我在爬取凤凰网却出现
UnicodeEncodeError: 'gbk' codec can't encode character 'xa0' in position 151120: illegal multibyte sequence
这是我的代码
__author__ = 'my'
import urllib.request
url = 'http://www.ifeng.com/'
req = urllib.request.urlopen(url)
req = req.read()
req = req.decode('utf-8')
print(req)
为什么utf8却报错GBK?
天蓬老师2017-04-18 09:28:01
This is a problem with cmd.exe, other software can decode it correctly. For example, notepad, browser. . . .
import urllib.request
import os
url = 'http://www.ifeng.com/'
rsp = urllib.request.urlopen(url)
body = rsp.read()
html = r'C:\ifeng.html' # 文件路径, 可以改成你自己想要的
with open(html, 'wb') as w:
w.write(body) # 直接以 二进制 写入文件,不必解码.
os.popen('notepad.exe ' + html) # 用 记事本 打开,就可以看到内容了.
Added:
In fact, you can also modify the encoding of cmd.exe to utf-8 (cp65001)
Steps:
1. Run CMD.exe
2, chcp 65001
3. Modify the font of the window properties
On the CMD window title bar Right-click, select "Properties"->"Font", and change the font to the True Type font "Lucida Console"
As shown in the picture:
4. Run python
x.py:
import urllib.request
url = 'http://www.ifeng.com/'
rsp = urllib.request.urlopen(url)
body = rsp.read()
html = body.decode('utf-8')
print(html[:500]) # 前500个字符
#print(html) # 也可打印全部,看看有没有错
PHP中文网2017-04-18 09:28:01
I just put the code of the question into pycharm, and this problem did not occur. Then I used the Windows command prompt to type line by line, and this problem occurred. The windows command prompt uses gbk encoding, and the web page itself uses utf-8 for encoding. If you want to run it from the command line, you need to write:
`__author__ = 'my'
import urllib.request
url = 'http://www.ifeng.com/'
req = urllib.request.urlopen(url)
req = req.read()
req = req.decode('gbk', 'ignore')
print(req)`
Herereq = req.decode('gbk', 'ignore')
Let me explain: To display in the windows command prompt, it needs to be decoded to gbk, but utf-8 itself has some characters that will fail to decode using gbk, so the second parameter ignore is needed , this parameter means discarding characters that cannot be decoded.
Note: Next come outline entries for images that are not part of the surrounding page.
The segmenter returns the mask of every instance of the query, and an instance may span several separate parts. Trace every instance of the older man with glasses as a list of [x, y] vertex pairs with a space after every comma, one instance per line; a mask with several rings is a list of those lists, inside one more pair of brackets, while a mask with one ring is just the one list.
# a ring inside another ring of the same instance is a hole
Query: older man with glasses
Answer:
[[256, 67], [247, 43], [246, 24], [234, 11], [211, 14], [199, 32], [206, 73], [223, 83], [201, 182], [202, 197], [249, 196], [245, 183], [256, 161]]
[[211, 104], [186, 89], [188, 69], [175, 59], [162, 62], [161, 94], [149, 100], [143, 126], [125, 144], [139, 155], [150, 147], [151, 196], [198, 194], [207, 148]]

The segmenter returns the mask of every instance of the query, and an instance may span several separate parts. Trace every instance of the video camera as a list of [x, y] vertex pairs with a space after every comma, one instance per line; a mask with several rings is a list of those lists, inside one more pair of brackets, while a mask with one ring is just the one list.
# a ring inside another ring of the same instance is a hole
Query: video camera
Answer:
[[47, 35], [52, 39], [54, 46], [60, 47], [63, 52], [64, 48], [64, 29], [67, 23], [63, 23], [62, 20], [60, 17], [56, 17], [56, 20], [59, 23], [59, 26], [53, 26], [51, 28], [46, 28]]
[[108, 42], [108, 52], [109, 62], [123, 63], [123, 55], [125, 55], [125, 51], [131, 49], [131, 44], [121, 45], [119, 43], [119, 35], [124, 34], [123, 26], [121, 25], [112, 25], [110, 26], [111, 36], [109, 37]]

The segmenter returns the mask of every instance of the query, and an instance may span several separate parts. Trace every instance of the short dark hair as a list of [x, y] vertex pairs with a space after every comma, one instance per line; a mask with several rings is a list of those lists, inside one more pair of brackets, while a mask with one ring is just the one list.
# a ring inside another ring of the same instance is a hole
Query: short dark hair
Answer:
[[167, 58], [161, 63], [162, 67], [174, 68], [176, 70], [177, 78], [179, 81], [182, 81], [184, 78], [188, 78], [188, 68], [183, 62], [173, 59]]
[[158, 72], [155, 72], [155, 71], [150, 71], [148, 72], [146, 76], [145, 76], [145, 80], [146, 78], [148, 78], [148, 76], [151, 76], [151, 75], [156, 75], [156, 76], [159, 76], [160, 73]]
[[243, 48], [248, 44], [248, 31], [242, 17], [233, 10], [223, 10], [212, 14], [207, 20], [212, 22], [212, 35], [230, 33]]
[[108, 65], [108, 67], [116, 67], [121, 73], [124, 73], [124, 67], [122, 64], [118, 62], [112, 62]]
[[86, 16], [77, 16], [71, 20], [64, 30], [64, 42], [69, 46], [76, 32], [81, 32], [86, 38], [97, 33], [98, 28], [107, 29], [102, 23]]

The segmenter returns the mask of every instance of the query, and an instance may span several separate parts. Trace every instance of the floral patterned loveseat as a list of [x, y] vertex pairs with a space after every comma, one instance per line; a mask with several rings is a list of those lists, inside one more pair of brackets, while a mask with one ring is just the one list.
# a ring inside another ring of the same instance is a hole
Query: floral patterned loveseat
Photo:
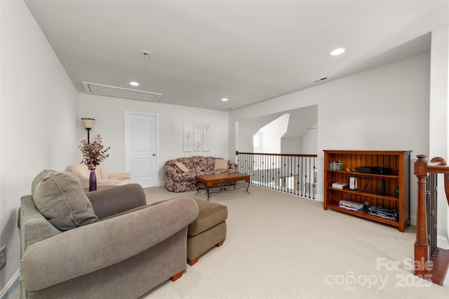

As an aside, encoding may also encounter this problem. For example, if you use the requests library to request, it will be the requested string instead of the byte type. If you encounter problems with encoding, you can also use str.encode('encoding', 'ingore ').decode('decode') to solve similar problems.
If you don’t understand, you can read this blog of mine
To answer a question from the subject, some web pages are fine. It may be that some web pages use GBK encoding or the text is compatible with both GBK and UTF-8
大家讲道理2017-04-18 09:28:01
It is estimated that the default encoding of your system is gbk, you can try it
import sys
reload(sys)
sys.setdefaultencoding('utf-8')
PHP中文网2017-04-18 09:28:01
Are you running it using Windows console? Because the default encoding of the console is gbk.
There is no problem if you use the interpreter that comes with python:
or use other tools instead of using the console.
巴扎黑2017-04-18 09:28:01
# _*_ coding: utf-8 _*_
Specify file encoding
import sys
reload(sys)
sys.setdefaultencoding('utf-8')
Declare the encoding of your program.